7A and 7B show respective system positions when the zoom lens of FIG. 6 is used, FIG. 7A shows respective system positions at a wide angle, FIG. 7B shows respective system positions at an intermediate time, and FIG. The figure which shows each system position at the time of a telephoto.

FIG. 8 shows aberrations in the wide-angle state of FIG.
(A) is a spherical aberration diagram, (B) is an astigmatism diagram.

FIG. 9 shows aberrations in the intermediate state of FIG. 6 (B),
(A) is a spherical aberration diagram, (B) is an astigmatism diagram.

FIG. 10 shows aberrations in the telephoto state of FIG. 6 (C),
(A) is a spherical aberration diagram, (B) is an astigmatism diagram.

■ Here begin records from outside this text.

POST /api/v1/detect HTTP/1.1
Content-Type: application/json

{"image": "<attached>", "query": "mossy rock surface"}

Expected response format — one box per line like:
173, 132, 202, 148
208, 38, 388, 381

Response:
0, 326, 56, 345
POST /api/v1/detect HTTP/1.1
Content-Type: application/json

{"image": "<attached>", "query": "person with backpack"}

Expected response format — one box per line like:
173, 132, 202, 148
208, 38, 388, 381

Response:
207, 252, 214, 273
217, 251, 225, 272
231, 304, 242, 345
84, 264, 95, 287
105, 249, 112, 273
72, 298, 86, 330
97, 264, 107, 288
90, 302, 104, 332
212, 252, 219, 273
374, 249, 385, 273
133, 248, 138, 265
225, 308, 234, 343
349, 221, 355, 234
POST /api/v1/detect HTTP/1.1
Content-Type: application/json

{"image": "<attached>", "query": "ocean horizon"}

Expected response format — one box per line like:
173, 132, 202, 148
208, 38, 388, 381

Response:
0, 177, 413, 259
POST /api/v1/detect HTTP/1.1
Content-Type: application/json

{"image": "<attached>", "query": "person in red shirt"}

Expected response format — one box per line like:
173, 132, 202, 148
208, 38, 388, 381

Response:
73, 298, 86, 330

[Explanation of reference numerals] 1 front lens system 2 variator system 3 erector system 4 focusing system 10 convex lens of erector system 11 concave lens of erector system 12 concave lens of focusing system 13 and 20 convex lens of focusing system

Claims (2)

[Claims] 1. A front lens system consisting of three lenses and having a positive focal length, a variator system consisting of three lenses and having a negative focal length, and a lens having two convex and concave lenses in order from the object side. An eclectic system and a focusing system composed of two concave and convex lenses are provided, and one or both surfaces of the convex lens of the focusing system is formed into an aspherical surface. The focal length of the convex lens of the erector system is f ₁ and the Abbe number is ν ₁ , The focal length of the concave lens of the erector system is f ₂ , the Abbe number is ν ₂ , the focal length of the concave lens of the focusing system is f ₃ , the Abbe number is ν ₃ , the focal length of the convex lens of the focusing system is f ₄ , When the number is ν ₄ , (a) −3 × 10 ⁻³ <(1 / ν ₁ · f ₁ ) + (1 / ν ₂
・ F ₂ ) <0 (b) 0 <(1 / ν ₃ · f ₃ ) + (1 / ν ₄ · f ₄ ) <2
A zoom lens characterized by satisfying each condition of × 10 ^-4 . 2. The focal length of each lens of the erector system and the focal length of each lens of the focusing system according to claim 1, wherein: (c) −0.9 <(f ₁ / f ₂ ) <− 0.7 (d) A zoom lens characterized by satisfying each condition of −6 <(f ₃ / f ₄ ) <− 2.